Towards Interpretable R-CNN by Unfolding Latent Structures
This addresses the need for interpretable object detection models in computer vision, though it is incremental as it builds on existing R-CNN frameworks.
The paper tackles the problem of interpretability in object detection by proposing a method to automatically unfold latent part configurations of objects without part supervision, using a hierarchical grammar model and an AOGParsing operator, and demonstrates on PASCAL VOC datasets that it can reveal promising structures without performance loss.

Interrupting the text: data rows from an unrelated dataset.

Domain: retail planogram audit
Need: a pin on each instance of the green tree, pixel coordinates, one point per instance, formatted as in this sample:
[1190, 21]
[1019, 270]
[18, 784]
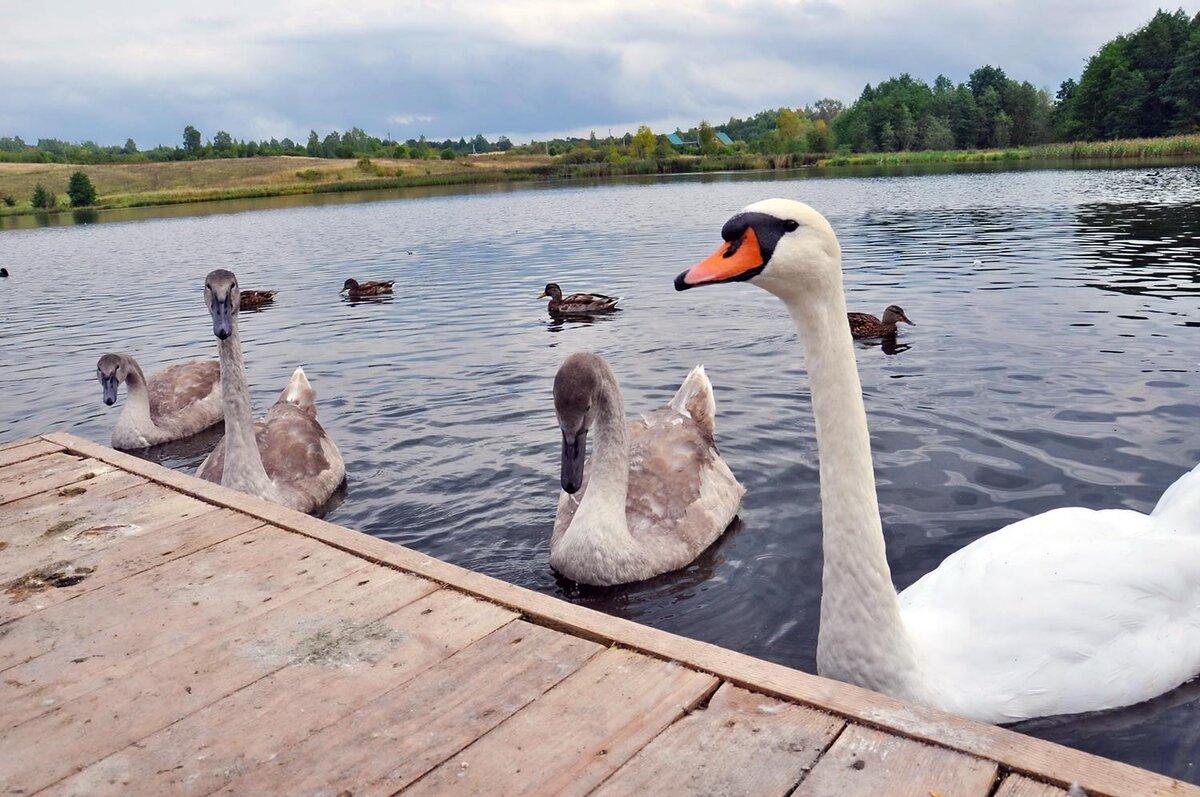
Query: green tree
[643, 143]
[787, 123]
[936, 135]
[81, 191]
[43, 198]
[191, 141]
[708, 143]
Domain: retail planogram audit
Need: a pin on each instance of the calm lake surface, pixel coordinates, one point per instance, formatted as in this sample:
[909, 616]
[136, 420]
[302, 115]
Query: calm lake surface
[1056, 361]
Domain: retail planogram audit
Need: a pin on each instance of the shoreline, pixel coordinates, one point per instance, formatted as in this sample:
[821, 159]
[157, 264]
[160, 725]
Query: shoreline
[366, 175]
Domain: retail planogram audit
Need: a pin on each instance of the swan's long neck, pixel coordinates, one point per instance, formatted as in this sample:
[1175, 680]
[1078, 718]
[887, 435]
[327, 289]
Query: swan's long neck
[600, 521]
[136, 414]
[243, 463]
[862, 637]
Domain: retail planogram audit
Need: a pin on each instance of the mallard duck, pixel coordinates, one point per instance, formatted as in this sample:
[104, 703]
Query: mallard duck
[251, 299]
[1073, 610]
[868, 325]
[655, 491]
[357, 289]
[287, 456]
[177, 402]
[577, 304]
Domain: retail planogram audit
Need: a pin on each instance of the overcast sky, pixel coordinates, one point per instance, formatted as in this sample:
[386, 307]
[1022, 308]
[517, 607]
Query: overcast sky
[259, 69]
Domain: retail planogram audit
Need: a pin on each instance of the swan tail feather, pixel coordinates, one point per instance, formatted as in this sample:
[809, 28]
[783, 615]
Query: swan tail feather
[300, 393]
[1180, 505]
[695, 397]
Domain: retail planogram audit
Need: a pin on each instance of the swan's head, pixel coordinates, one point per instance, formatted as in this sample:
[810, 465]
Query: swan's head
[582, 382]
[894, 315]
[112, 370]
[780, 245]
[222, 298]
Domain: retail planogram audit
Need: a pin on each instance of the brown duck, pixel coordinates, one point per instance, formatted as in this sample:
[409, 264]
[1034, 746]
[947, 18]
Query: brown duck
[868, 325]
[358, 289]
[577, 304]
[251, 299]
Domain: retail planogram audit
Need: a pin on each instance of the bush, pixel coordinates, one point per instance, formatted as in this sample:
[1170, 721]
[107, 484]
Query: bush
[81, 190]
[43, 198]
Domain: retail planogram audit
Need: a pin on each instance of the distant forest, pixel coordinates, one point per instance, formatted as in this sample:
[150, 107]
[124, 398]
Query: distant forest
[1140, 84]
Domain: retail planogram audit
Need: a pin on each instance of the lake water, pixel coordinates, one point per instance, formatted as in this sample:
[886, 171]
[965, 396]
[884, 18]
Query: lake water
[1056, 361]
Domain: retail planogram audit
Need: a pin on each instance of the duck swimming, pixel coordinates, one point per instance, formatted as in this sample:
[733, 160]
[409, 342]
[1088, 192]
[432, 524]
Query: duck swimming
[287, 456]
[863, 325]
[577, 304]
[358, 289]
[1073, 610]
[654, 493]
[179, 401]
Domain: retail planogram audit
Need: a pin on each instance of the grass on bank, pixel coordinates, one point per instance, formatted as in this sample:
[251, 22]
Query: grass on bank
[139, 185]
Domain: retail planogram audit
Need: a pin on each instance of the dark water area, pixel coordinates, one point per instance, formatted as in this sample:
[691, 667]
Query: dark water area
[1056, 361]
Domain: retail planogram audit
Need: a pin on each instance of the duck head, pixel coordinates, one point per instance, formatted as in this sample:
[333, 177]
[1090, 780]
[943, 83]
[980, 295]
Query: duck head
[780, 245]
[223, 300]
[894, 315]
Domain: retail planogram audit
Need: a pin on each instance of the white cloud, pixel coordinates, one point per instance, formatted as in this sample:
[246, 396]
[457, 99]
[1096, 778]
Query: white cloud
[81, 70]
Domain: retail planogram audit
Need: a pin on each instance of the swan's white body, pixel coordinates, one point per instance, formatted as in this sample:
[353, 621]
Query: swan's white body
[1069, 611]
[655, 493]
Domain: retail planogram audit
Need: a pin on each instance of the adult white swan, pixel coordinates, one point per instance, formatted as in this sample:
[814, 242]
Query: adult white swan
[657, 492]
[1069, 611]
[286, 457]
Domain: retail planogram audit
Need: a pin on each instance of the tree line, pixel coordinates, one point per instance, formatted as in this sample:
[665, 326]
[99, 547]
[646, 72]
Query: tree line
[1140, 84]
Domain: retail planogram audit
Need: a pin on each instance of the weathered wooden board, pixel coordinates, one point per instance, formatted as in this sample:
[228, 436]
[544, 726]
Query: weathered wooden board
[1020, 786]
[393, 741]
[257, 725]
[105, 721]
[109, 633]
[28, 450]
[133, 555]
[576, 735]
[864, 762]
[137, 511]
[741, 743]
[49, 472]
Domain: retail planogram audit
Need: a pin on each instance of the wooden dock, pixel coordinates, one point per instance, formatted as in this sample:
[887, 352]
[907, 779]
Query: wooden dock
[160, 634]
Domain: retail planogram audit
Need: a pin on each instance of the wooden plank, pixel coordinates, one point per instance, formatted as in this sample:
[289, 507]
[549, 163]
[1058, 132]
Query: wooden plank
[49, 472]
[311, 627]
[27, 450]
[127, 558]
[252, 727]
[101, 523]
[864, 762]
[1021, 786]
[47, 509]
[1060, 765]
[742, 743]
[393, 741]
[579, 732]
[108, 634]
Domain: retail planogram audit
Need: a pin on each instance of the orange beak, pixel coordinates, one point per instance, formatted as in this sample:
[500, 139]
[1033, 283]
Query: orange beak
[736, 259]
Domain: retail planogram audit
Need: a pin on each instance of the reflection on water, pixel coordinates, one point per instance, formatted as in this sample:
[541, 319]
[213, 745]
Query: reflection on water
[1055, 364]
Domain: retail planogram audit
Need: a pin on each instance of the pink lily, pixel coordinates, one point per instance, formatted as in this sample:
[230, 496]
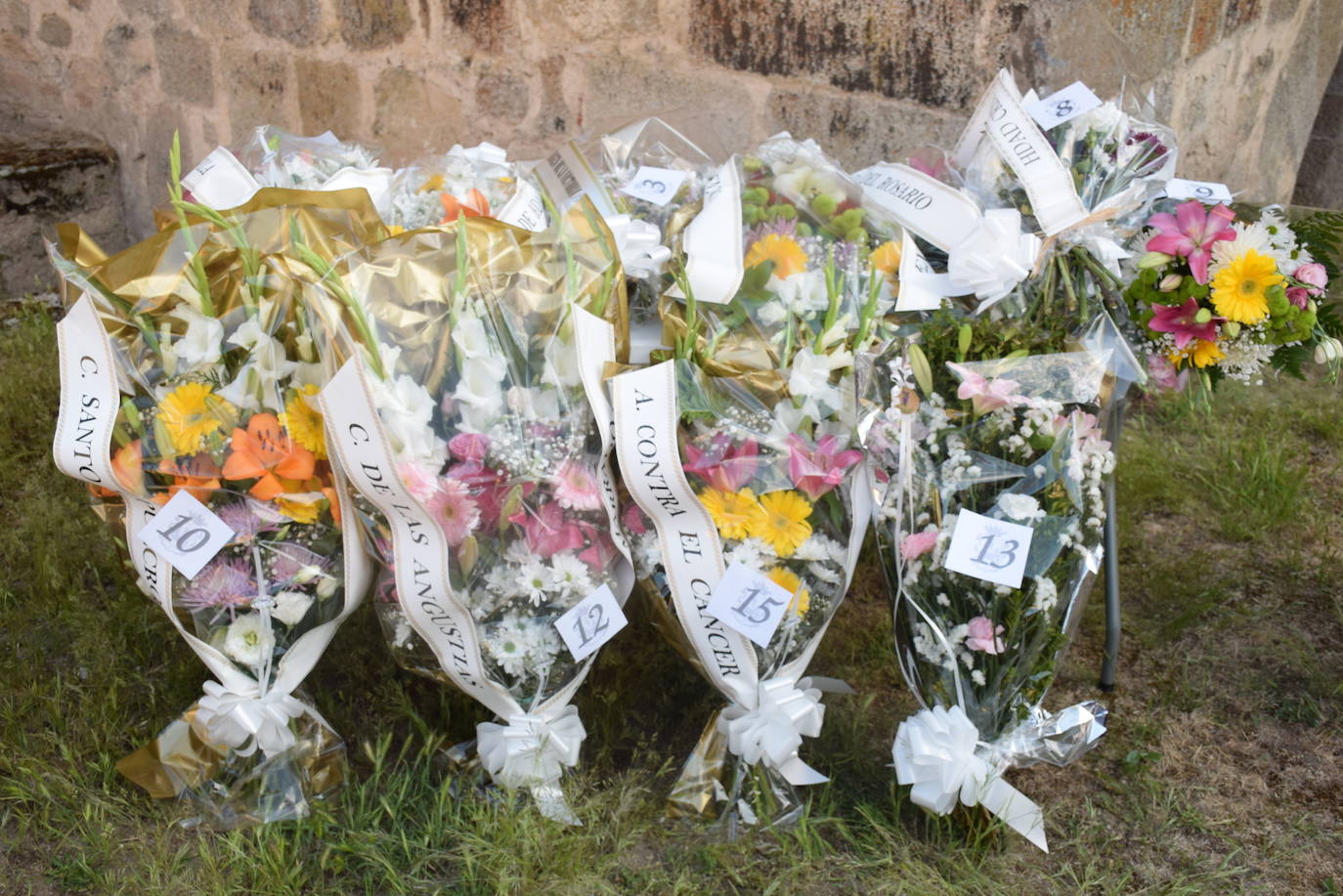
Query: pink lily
[986, 395]
[722, 465]
[815, 470]
[1191, 233]
[1182, 320]
[546, 530]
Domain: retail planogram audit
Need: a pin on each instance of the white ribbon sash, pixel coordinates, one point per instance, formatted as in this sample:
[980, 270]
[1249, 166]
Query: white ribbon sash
[934, 751]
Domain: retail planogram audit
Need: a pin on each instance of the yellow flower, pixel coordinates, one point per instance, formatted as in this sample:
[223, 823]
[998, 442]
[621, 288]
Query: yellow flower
[1199, 354]
[886, 258]
[787, 255]
[304, 422]
[300, 511]
[780, 522]
[193, 412]
[731, 511]
[790, 581]
[1238, 287]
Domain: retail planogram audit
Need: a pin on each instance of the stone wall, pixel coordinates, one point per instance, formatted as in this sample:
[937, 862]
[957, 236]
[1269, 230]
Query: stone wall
[1241, 79]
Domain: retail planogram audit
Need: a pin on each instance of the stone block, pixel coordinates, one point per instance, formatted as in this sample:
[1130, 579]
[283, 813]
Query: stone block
[45, 180]
[298, 21]
[368, 24]
[184, 64]
[329, 96]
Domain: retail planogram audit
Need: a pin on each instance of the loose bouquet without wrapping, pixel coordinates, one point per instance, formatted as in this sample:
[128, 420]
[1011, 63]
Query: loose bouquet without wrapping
[470, 416]
[1231, 296]
[189, 401]
[739, 452]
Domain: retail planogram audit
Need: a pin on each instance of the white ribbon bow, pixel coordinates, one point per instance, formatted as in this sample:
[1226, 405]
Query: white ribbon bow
[248, 721]
[531, 749]
[772, 731]
[934, 751]
[639, 244]
[994, 257]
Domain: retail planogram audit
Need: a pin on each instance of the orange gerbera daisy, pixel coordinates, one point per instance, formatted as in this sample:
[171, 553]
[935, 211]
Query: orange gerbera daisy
[263, 451]
[474, 206]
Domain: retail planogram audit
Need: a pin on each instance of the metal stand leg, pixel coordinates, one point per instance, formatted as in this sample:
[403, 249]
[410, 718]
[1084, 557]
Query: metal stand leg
[1106, 666]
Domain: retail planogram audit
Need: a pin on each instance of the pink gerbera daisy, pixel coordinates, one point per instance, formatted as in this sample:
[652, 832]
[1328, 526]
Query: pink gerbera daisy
[455, 511]
[575, 487]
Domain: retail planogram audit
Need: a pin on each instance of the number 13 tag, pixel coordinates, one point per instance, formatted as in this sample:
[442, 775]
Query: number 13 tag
[990, 549]
[591, 622]
[187, 533]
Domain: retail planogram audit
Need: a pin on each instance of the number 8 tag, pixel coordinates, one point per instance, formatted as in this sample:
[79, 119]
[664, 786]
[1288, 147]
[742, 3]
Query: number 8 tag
[591, 622]
[990, 549]
[187, 533]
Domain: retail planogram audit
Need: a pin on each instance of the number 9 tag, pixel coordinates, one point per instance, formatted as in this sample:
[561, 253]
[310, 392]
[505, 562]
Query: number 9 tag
[591, 622]
[990, 549]
[187, 533]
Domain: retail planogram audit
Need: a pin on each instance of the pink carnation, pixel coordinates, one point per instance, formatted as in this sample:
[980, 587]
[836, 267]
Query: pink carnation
[918, 544]
[980, 634]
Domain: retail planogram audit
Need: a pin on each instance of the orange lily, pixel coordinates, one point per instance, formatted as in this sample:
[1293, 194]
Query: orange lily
[474, 206]
[197, 474]
[263, 451]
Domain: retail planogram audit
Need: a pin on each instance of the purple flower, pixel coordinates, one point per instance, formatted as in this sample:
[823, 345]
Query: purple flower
[223, 583]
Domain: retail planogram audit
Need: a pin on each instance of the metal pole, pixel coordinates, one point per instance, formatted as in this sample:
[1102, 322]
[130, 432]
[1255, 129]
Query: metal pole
[1106, 666]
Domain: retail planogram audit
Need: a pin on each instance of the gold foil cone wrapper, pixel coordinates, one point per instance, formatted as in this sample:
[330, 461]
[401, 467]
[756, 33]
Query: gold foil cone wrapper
[695, 792]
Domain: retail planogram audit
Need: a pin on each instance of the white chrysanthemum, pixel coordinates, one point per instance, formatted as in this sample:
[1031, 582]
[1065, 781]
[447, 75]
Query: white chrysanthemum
[1022, 508]
[570, 574]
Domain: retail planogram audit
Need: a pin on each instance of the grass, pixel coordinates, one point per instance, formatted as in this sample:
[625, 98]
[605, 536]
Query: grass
[1223, 770]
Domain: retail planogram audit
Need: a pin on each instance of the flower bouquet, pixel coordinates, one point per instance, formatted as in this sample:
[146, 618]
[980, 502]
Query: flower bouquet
[988, 506]
[657, 176]
[1229, 296]
[470, 415]
[190, 405]
[739, 452]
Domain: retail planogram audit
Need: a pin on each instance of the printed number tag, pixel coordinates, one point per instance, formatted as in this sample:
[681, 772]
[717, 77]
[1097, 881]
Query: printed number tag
[187, 533]
[1207, 191]
[1062, 105]
[990, 549]
[591, 622]
[656, 186]
[750, 603]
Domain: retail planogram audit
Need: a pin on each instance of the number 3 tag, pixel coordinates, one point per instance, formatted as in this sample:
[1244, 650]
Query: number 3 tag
[591, 622]
[990, 549]
[187, 533]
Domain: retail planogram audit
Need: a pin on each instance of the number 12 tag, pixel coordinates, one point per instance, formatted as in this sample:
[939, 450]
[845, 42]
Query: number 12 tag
[591, 622]
[187, 533]
[990, 549]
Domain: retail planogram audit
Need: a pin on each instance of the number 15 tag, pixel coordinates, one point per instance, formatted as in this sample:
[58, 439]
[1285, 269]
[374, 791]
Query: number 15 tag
[591, 622]
[990, 549]
[187, 533]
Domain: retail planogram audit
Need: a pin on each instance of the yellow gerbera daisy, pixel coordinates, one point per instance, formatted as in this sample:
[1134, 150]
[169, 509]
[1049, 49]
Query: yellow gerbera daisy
[787, 255]
[304, 422]
[193, 412]
[790, 581]
[780, 522]
[731, 511]
[1238, 287]
[1201, 354]
[886, 258]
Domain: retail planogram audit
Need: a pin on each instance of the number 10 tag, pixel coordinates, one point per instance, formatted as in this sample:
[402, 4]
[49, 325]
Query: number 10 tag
[990, 549]
[591, 622]
[187, 533]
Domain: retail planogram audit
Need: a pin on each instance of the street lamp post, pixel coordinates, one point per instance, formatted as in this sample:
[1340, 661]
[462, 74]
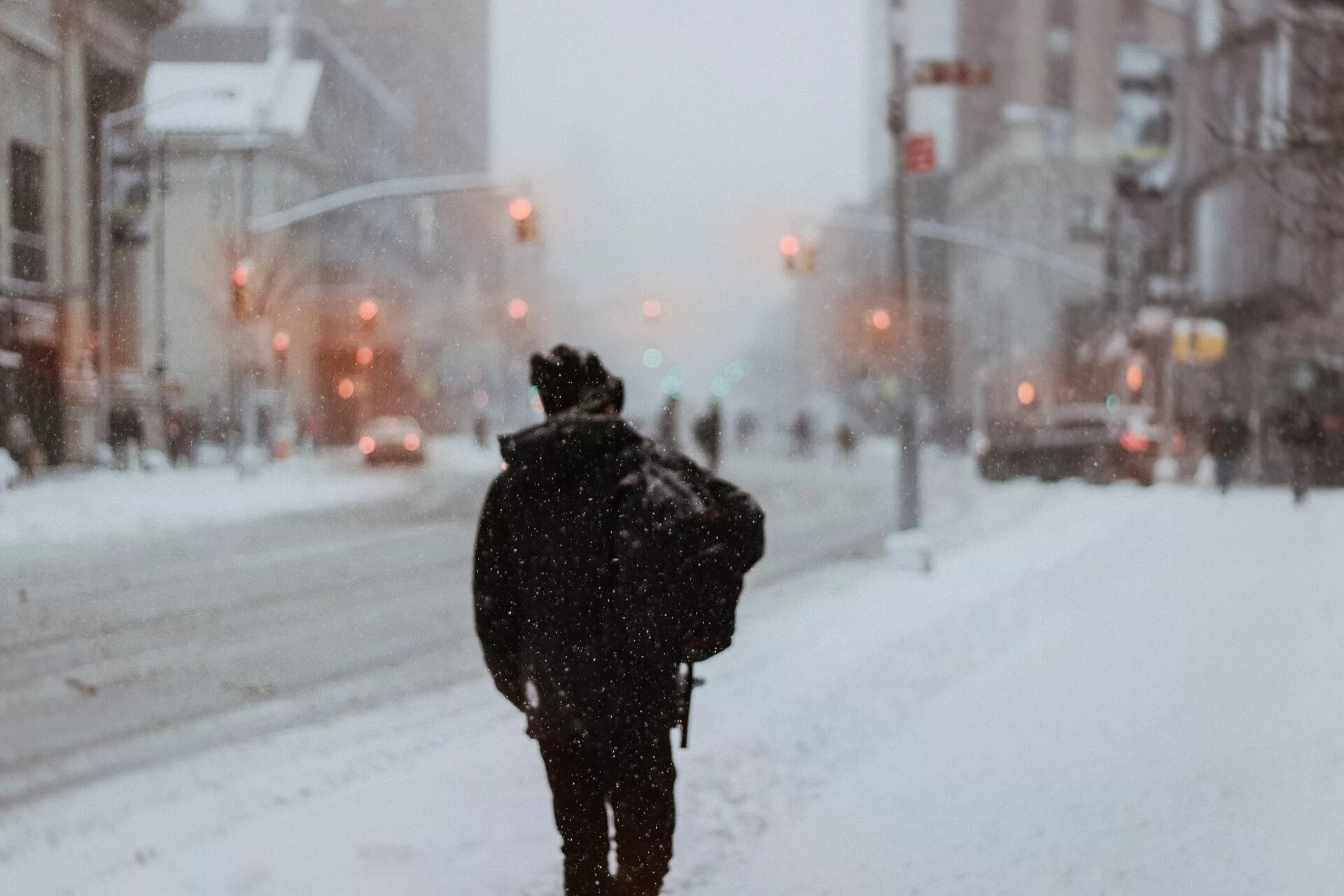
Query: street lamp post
[907, 426]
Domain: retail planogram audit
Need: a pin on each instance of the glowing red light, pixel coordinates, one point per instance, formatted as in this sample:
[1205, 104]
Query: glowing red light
[519, 209]
[1135, 378]
[1135, 442]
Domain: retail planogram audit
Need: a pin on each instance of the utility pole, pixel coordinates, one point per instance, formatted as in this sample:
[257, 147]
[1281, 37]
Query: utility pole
[162, 285]
[907, 424]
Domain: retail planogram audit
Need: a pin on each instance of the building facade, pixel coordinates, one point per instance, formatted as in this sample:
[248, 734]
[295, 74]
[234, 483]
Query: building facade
[1261, 206]
[305, 118]
[1038, 167]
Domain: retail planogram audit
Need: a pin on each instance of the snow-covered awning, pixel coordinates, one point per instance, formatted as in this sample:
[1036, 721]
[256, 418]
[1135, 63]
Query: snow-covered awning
[230, 99]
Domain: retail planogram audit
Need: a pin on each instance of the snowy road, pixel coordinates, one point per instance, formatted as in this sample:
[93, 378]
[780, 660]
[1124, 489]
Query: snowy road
[1098, 691]
[132, 650]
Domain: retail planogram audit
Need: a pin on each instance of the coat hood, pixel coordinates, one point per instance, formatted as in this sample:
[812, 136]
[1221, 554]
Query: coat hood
[569, 442]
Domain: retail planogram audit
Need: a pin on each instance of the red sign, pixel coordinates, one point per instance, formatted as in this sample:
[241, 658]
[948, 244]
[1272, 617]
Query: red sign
[953, 73]
[921, 155]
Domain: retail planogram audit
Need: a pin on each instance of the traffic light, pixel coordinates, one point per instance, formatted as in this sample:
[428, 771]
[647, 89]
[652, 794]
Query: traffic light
[241, 281]
[524, 219]
[1135, 379]
[369, 315]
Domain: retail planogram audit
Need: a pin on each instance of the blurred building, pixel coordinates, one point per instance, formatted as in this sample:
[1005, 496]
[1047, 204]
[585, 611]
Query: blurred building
[302, 117]
[1264, 175]
[1038, 163]
[64, 66]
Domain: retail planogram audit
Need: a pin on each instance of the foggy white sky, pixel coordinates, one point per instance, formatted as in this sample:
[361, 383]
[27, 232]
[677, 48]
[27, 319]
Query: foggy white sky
[673, 144]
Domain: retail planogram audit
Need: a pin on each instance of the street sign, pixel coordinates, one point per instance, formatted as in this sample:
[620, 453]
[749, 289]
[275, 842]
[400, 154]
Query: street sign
[953, 73]
[921, 155]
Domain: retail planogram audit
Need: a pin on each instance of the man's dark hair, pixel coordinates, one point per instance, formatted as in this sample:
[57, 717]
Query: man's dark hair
[570, 381]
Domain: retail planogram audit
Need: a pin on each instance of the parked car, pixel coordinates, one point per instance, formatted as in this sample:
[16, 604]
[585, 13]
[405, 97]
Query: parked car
[393, 440]
[1088, 441]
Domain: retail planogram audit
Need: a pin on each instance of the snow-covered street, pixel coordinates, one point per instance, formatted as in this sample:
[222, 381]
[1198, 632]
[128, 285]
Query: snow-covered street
[1097, 691]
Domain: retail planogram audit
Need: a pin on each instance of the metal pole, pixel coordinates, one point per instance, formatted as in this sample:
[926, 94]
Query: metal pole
[104, 277]
[907, 434]
[162, 285]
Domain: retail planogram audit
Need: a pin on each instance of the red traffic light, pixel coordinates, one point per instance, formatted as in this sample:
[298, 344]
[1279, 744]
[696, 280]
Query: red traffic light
[521, 209]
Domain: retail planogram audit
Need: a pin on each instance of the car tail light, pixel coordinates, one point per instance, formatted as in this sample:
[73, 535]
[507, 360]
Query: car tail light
[1133, 442]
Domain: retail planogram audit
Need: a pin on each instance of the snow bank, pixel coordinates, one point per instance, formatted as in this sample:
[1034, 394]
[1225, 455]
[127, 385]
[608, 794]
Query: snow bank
[1123, 691]
[71, 505]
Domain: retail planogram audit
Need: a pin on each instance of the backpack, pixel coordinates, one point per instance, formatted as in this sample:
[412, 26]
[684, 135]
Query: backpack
[686, 542]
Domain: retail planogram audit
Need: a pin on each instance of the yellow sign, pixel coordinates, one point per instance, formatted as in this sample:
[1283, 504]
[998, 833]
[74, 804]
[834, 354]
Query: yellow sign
[1199, 340]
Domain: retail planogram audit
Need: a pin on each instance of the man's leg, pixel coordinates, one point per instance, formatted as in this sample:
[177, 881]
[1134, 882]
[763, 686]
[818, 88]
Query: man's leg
[578, 794]
[643, 804]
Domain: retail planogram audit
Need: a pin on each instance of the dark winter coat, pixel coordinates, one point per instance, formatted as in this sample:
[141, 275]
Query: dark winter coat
[1228, 437]
[555, 624]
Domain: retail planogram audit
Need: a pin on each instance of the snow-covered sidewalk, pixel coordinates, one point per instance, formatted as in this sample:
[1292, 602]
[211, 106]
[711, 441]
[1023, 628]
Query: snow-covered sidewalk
[81, 504]
[1126, 692]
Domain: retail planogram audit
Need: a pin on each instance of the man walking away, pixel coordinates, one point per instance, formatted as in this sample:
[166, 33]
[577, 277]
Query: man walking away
[1228, 437]
[603, 562]
[1301, 433]
[708, 434]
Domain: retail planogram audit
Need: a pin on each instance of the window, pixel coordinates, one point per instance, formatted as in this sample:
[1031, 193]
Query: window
[27, 190]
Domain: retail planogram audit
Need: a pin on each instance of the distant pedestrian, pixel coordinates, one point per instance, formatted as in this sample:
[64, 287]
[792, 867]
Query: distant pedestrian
[847, 441]
[604, 561]
[482, 430]
[125, 434]
[23, 445]
[1301, 433]
[708, 434]
[802, 433]
[746, 430]
[1228, 437]
[670, 424]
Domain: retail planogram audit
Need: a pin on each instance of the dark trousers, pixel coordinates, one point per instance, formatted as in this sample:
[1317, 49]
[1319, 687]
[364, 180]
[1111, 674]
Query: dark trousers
[635, 777]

This paper first proposes a method of formulating model interpretability in visual understanding tasks based on the idea of unfolding latent structures. It then presents a case study in object detection using popular two-stage region-based convolutional network (i.e., R-CNN) detection systems. We focus on weakly-supervised extractive rationale generation, that is learning to unfold latent discriminative part configurations of object instances automatically and simultaneously in detection without using any supervision for part configurations. We utilize a top-down hierarchical and compositional grammar model embedded in a directed acyclic AND-OR Graph (AOG) to explore and unfold the space of latent part configurations of regions of interest (RoIs). We propose an AOGParsing operator to substitute the RoIPooling operator widely used in R-CNN. In detection, a bounding box is interpreted by the best parse tree derived from the AOG on-the-fly, which is treated as the qualitatively extractive rationale generated for interpreting detection. We propose a folding-unfolding method to train the AOG and convolutional networks end-to-end. In experiments, we build on R-FCN and test our method on the PASCAL VOC 2007 and 2012 datasets. We show that the method can unfold promising latent structures without hurting the performance.